The next step is “Word Embedding”. A complicated topic! Word embedding creates a map, with coordinates, and puts each word on the map in it’s own location. Artificial Intelligence research from written language translation websites is used. English words that have a similar meaning, are grouped in to close areas on the map. This is important! Similar ideas are in similar areas in the map.

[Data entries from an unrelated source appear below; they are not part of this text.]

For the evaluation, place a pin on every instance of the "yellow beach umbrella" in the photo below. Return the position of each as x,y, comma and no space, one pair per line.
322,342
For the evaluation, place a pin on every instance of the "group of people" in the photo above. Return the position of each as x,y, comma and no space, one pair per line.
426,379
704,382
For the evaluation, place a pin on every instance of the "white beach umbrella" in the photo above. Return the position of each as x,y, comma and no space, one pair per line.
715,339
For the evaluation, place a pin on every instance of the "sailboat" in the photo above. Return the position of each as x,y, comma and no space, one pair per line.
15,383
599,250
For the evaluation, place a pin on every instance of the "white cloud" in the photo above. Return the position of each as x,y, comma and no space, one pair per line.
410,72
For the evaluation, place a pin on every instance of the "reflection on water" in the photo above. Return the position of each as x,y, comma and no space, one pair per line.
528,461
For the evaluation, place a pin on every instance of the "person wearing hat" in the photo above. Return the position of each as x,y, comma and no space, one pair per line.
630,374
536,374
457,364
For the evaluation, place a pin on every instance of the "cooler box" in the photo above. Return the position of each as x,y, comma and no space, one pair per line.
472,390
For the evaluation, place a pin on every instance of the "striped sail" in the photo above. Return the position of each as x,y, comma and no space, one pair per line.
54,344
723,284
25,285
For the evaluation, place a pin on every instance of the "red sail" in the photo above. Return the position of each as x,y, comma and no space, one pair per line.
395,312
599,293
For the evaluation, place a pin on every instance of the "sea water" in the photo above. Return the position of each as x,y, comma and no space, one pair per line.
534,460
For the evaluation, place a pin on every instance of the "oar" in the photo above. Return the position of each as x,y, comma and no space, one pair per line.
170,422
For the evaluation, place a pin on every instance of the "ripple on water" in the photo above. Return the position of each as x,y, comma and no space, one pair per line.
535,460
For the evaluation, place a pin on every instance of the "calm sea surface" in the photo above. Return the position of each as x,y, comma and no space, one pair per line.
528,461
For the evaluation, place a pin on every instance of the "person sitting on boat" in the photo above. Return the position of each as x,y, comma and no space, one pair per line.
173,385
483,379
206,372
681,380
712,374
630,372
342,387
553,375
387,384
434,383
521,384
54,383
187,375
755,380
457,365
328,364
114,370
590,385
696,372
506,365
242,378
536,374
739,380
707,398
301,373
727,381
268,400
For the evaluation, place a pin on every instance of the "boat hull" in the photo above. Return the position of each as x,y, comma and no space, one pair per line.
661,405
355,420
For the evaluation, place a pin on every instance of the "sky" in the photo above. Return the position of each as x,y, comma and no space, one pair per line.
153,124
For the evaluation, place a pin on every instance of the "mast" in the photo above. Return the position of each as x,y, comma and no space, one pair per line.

When you search for a word, your computer does this:
- Download a map of all the signs the spider found, and what kind of meaning they have
- Look at the Word Embedding map, and find the word you searched for, remembering the location
- Check every sign, and see how close it’s meaning is, to the word you entered, by how far away they are on the map
- Make a list, organised so the closest signs are at the top
- Download small videos and descriptions, and create the webpage, with results listed down the page
Privacy and Tracking
We use a program called Fathom to see how many people use this website, and to find out what website they came from if they clicked a link to come here. When you do a search, we don’t find out what words you typed in to the search box. We might be able to guess what kind of thing you were looking at, by seeing which search results your computer downloaded, but we don’t know exactly what you wrote. We don’t send your information to Google or Facebook at all, but if you come here using one of their apps like Google Chrome or Facebook App, they might be able to track you while you use their app.
Open Source and Dataset
Find Sign is open source (mostly with Unlicense software license). You can get the source code at GitHub.
Find Sign indexes copyright data, so the dataset is not open source, but it is intended to be open access for non-commercial culturally appropriate use. For now, BitTorrent and Hypercore access has been disabled due to performance issues and barely any usage. Slow progress is being made refactoring the site to use simple yaml files to store all the interesting data. A service is planned to also offer JSON, XML, and CBOR translations of these YAML files. When this is finished, the data will be available over a simple http interface. For now, if you want access send me (@Bluebie on Github or Twitter) a message. Maybe we can sort something temporary out.
If you want to apply this searching technology to another sign language, you'll need to capture the data for your search index, by building some kind of spider program. The easiest way to make this work is to output either YAML or JSON in the search-data format.